Así, nos hemos visto en la necesidad de clasificar a los alimentos en dos grandes grupos: Los saludables y los que no lo son, dando por sentado que vivimos en un mundo lleno de opciones donde ya no nos toca elegir de manera intuitiva (como el hombre paleo) entre lo que nos alimenta o nos envenena, sino entre lo que nos provee de nutrientes necesarios y lo que no, sin darnos la oportunidad de aprender cómo hacerlo, pues la intuición parece no ser suficiente y el vacío académico lo deja todo en el aire.

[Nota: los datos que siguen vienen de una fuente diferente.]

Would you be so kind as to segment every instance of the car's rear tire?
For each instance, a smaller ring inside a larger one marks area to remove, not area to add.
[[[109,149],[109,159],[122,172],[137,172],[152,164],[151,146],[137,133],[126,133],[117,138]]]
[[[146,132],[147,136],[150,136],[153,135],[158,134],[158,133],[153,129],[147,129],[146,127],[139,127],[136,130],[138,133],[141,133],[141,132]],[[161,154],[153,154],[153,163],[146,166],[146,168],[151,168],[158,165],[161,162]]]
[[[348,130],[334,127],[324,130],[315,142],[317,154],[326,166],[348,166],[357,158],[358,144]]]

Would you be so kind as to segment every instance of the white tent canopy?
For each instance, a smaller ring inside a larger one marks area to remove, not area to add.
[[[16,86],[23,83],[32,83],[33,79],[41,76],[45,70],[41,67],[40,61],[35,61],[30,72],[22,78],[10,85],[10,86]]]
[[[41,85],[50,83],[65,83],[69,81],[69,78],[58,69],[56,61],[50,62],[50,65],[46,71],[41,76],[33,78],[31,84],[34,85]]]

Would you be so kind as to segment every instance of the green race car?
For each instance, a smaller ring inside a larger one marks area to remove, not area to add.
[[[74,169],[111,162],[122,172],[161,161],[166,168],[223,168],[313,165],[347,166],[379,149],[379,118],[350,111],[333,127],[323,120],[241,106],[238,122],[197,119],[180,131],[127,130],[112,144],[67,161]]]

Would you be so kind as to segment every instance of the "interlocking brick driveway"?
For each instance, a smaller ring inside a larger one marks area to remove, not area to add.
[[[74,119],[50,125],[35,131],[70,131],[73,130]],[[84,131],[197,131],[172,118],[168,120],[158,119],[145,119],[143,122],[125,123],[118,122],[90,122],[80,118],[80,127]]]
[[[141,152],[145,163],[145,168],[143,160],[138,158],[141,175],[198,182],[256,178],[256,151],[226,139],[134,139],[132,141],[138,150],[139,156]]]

En muy poco tiempo nos ha tocado distinguir entre sabores “natural” e “idéntico al natural” o entre “azúcar” y “jarabe alto en fructosa” o entre “sal” y “Glutamato monosódico” por decir algunos de los tantos términos que hemos tenido que aprender a digerir en muy poco tiempo y con muy poca ayuda.

Parece ser que entonces la alimentación saludable no es una única receta para todos, sino un grupo de experiencias que funcionan en ciertos y determinados entornos y bajo ciertos estímulos. Hablar entonces de alimentación saludable en nuestros días supone un esfuerzo por re-aprender a reconocer entre lo que me proporciona nutrientes y lo que de cierta manera “nos envenena” o nos priva de una vida longeva y plena, algo con lo que no contaban nuestros antepasados que tuvieron sus propias luchas frente a una simple gripe o a la ausencia de un refrigerador en casa.